Contohnya adalah sebagai berikut:

“I didn’t see you at school today,” said Hannah, looking concerned.

“I wasn’t feeling very well, so I took the day off sick,” explained Tom.

“You poor thing! I hope you’re feeling better tomorrow,” Hannah remarked, giving her friend a hug.

“Me too,” Tom pouted.

Catatan penting yang harus kamu pahami juga adalah setiap baris baru dalam direct speech harus diawali oleh huruf kapital.

3.       Reporting Clauses

Ketika kamu ingin menulis direct speech, sebaiknya kamu juga menulis sebuah reporting clause. Reporting clause biasanya terletak setelah direct speech dan mengindikasikan kepada para pembaca siapa yang sedang berbicara. Misalnya seperti contoh berikut ini:

“How was your holiday?” asked Mrs Anderson.

Pada contoh di atas, reporting clause yang digunakan adalah asked Mrs Anderson.
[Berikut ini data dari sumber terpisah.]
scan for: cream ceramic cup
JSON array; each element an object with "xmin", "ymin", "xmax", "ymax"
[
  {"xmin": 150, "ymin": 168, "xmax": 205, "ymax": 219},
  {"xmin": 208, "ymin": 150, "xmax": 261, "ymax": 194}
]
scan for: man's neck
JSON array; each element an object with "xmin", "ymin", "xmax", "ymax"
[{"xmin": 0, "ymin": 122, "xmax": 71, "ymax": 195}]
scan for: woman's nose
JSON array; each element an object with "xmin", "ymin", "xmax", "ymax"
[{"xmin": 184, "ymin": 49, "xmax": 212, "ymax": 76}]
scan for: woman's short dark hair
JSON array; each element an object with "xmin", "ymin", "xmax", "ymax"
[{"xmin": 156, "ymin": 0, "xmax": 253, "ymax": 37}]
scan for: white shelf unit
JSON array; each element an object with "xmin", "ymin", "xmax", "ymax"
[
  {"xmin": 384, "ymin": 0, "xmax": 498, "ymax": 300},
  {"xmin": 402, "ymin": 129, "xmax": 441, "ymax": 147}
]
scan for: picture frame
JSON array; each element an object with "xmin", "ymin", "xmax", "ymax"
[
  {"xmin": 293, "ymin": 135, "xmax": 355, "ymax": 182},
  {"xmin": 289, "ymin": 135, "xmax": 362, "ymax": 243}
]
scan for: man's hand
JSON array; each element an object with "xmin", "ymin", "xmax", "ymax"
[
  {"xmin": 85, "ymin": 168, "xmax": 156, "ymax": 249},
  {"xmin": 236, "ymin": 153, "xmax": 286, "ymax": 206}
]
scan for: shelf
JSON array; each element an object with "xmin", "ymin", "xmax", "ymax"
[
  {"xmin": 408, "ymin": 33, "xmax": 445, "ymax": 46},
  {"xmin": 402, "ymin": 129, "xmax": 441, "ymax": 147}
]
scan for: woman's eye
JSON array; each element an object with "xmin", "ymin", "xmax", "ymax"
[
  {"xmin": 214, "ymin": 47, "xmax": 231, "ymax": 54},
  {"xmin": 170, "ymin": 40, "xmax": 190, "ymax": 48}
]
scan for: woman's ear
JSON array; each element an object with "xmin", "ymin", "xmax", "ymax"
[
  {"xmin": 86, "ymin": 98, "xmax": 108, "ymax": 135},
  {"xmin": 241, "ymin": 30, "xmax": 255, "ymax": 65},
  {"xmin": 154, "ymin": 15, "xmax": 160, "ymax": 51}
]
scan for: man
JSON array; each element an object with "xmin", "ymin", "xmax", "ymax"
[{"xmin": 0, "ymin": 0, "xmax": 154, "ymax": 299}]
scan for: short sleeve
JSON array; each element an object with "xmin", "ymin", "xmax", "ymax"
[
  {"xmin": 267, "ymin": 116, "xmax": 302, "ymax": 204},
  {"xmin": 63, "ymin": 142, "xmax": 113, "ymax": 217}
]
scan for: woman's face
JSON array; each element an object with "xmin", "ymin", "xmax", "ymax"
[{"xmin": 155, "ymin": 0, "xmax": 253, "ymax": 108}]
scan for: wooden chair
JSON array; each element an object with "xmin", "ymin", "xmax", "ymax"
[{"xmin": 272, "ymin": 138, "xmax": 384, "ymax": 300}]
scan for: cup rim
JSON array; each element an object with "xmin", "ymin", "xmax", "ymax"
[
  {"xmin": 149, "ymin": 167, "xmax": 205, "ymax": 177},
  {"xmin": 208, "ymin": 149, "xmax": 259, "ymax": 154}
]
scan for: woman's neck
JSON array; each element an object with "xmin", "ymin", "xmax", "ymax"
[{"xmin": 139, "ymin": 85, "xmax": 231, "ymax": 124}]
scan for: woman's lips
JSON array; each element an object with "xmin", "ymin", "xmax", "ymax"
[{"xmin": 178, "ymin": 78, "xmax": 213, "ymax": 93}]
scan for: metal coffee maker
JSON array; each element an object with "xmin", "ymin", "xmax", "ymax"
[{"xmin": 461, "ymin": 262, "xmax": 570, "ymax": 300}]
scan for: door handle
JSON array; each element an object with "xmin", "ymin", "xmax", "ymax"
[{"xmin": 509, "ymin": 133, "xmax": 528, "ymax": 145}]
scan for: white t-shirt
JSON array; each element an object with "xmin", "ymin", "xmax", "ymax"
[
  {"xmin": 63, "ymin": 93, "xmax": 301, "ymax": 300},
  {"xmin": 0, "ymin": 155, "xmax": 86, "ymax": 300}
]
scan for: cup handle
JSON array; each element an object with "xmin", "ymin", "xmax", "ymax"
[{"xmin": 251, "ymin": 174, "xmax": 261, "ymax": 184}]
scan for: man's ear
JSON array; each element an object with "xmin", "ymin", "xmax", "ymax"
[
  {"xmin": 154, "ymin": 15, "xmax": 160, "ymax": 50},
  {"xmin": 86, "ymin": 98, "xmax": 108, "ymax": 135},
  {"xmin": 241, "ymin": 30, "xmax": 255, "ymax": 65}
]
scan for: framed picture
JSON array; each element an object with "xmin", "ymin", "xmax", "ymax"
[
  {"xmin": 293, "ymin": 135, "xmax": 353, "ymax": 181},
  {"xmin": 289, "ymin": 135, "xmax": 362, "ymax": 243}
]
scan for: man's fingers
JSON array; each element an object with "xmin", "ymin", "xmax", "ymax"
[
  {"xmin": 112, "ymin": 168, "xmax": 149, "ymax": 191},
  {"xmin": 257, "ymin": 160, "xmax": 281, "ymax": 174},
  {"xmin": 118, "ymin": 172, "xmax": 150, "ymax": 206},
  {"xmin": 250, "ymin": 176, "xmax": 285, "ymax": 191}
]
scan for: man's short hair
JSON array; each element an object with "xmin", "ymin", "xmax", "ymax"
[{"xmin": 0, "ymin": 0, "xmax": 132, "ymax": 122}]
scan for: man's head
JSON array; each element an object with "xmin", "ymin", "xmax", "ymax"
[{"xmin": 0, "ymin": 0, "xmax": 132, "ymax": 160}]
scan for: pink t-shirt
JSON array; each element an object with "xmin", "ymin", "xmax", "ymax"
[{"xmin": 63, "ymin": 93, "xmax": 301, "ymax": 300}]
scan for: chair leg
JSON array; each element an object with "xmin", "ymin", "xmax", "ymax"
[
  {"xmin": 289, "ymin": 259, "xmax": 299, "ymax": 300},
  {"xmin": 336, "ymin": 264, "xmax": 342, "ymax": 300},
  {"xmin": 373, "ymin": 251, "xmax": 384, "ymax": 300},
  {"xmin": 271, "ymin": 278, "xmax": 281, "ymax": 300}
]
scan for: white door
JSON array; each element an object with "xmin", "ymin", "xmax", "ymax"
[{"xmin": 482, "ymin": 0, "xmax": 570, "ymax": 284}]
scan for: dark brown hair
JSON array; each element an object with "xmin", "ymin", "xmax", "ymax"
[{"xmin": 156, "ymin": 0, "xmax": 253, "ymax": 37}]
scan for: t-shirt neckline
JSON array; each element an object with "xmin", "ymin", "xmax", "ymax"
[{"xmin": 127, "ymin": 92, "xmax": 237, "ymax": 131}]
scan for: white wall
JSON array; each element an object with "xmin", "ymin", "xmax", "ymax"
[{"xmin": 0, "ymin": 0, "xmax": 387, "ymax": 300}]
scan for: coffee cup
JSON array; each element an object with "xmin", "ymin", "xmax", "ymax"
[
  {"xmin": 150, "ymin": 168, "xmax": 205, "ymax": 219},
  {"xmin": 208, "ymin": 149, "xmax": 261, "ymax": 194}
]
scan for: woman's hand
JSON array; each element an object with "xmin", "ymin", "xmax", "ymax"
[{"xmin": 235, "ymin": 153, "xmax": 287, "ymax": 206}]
Hal ini menunjukkan kepada pembaca bahwa siapa yang sedang berbicara di dalam teks.

Namun reporting clauses tidak selalu dibutuhkan jika kita sebagai pembaca mengetahui dengan jelas siapa yang sedang berbicara. Oleh karena itu terkadang terdapat direct speech yang tidak menggunakan reporting clauses ketika sedang berada dalam percakapan antara beberapa karakter.

4.       Punctuation Inside Quotation Marks

Setiap akhir dari bagian direct speech kamu harus menggunakan tanda baca. Jika direct speech yang ditulis tidak menggunakan reporting clause, tanda baca yang digunakan biasanya menunjukkan tanda titik (.), tanda tanya (?) atau tanda seru (!). Berikut contoh kalimatnya:

“Help! I can’t swim!”

“Hello there, Amy. Can I help you?”

Namun dalam situasi lain, ketika terdapat reporting clause, tanda baca yang terdapat pada akhir direct speech adalah tanda koma (,). Misalnya seperti kalimat berikut ini:

“I am going to walk home with Mary after school,” Lisa explained.

Kemudian setelah reporting clause kamu baru menggunakan tanda titik (.) seperti pada contoh di atas. Namun pada situasi yang lain kamu juga bisa menulis tanda titik (.) jika terdapat kalimat setelah reporting clause. Misalnya seperti pada contoh berikut ini:

“My mum said we can walk home together,” said Lisa as she packed up her school bag.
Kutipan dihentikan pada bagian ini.